The Villa Playhouse production of "Fiddler," alas, keeps everything on the surface, never plunging into the emotions that should propel the action and keep the audience interested. The actors say the lines that indicate their feelings, but there is no sense that they actually have those feelings.
The result is that, while the large cast (40-plus people) sings and acts with vigor, the production is too silly -- almost farcical at times -- to take it very seriously. And at 2 hours and 45 minutes, it's too long not to be getting something out of it.
Some aspects are meant to be funny, of course. Tevye's (David Haenlein) conversations with God are charming bits, and his relationship with his wife, Golde (Joyce Booth), is only intended to be romantic or sweet when they sing "Do You Love Me?" (which in this production really is a nice moment). And of course many songs like "To Life" should be extremely joyful and light-hearted.
The problem here is that nothing is ever less than light-hearted for more than a few moments. When Motel (Brian McFadyen) and Tzeitel (Esther Covington) approach Tevye about the possibility of breaking tradition and getting married without use of a matchmaker, the scene is sitcom-y and goofy. So when Tevye has his monologue and decides to let them go ahead, the decision seems too easy. Where was the huge internal struggle? Where was his balancing his love for his daughter with his devotion to tradition?
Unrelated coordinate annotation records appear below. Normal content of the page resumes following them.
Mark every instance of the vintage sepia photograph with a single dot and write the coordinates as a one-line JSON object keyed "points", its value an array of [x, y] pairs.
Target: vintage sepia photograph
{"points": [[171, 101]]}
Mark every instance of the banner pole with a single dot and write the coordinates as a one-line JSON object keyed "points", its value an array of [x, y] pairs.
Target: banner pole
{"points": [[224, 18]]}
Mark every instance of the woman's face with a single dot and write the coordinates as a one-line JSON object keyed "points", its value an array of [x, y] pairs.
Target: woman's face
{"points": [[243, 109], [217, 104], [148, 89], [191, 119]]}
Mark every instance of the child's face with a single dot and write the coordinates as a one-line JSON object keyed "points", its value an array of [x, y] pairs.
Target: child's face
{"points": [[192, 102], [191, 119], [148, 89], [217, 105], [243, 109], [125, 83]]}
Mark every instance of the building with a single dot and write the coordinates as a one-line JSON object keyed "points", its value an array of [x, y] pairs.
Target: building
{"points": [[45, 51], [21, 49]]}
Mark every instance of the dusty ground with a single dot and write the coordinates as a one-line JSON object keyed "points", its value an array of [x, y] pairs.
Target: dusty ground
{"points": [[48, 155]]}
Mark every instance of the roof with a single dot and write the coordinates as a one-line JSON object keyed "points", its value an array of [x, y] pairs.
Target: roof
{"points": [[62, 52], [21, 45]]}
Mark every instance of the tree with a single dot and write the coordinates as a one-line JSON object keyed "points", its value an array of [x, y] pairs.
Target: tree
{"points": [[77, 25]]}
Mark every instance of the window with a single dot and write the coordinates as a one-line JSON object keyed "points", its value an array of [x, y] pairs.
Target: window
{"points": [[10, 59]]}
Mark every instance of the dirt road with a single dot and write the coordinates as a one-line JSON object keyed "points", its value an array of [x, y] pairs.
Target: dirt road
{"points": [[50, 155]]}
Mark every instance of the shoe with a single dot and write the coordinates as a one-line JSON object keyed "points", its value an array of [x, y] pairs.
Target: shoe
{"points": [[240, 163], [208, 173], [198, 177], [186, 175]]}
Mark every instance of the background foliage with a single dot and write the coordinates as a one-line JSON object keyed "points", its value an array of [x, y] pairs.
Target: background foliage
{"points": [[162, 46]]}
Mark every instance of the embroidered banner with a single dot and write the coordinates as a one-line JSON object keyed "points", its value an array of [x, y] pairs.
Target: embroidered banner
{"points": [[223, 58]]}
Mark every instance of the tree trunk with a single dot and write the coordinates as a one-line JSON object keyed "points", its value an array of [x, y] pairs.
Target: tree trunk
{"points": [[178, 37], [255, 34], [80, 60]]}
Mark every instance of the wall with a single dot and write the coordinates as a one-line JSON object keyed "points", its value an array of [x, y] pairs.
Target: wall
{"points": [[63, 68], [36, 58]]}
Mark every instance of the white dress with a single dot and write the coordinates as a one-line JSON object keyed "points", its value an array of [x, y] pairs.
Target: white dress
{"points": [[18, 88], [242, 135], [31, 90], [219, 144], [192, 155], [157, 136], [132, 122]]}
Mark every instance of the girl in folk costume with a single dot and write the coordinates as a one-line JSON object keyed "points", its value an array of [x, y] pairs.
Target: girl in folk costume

The lines indicating such a conflict were there, but there was no conviction behind them -- plus we'd just seen three minutes of silliness immediately proceeding it, and the change in attitude is too abrupt.
Basically, this is "Fiddler on the Roof," played as a comedy, with brief bursts of seriousness that don't work because they're surrounded by too much levity, and because the actors keep being superficial, even when they're saying deep things. If that suits you, fine. I think it betrays the original intent of the show.
As usual at the Villa, lighting is a problem, too. Even when the stage is "fully lit," the sides are dark, and much action takes place there. They need to realize, also, that there are ways of signifying "night-time" besides just turning off most of the lights and making everyone act in the dark. For as light as this show is figuratively, it's far too dark literally.
The singing is strong throughout, and the actors are generally committed to what they're doing; there is some real talent here. This is community theater, and I don't mean to sound like I'm judging it by Broadway standards. But even community theater can avoid the pitfall of trying to create humor where it doesn't belong, and thereby failing to convey the show's real emotions.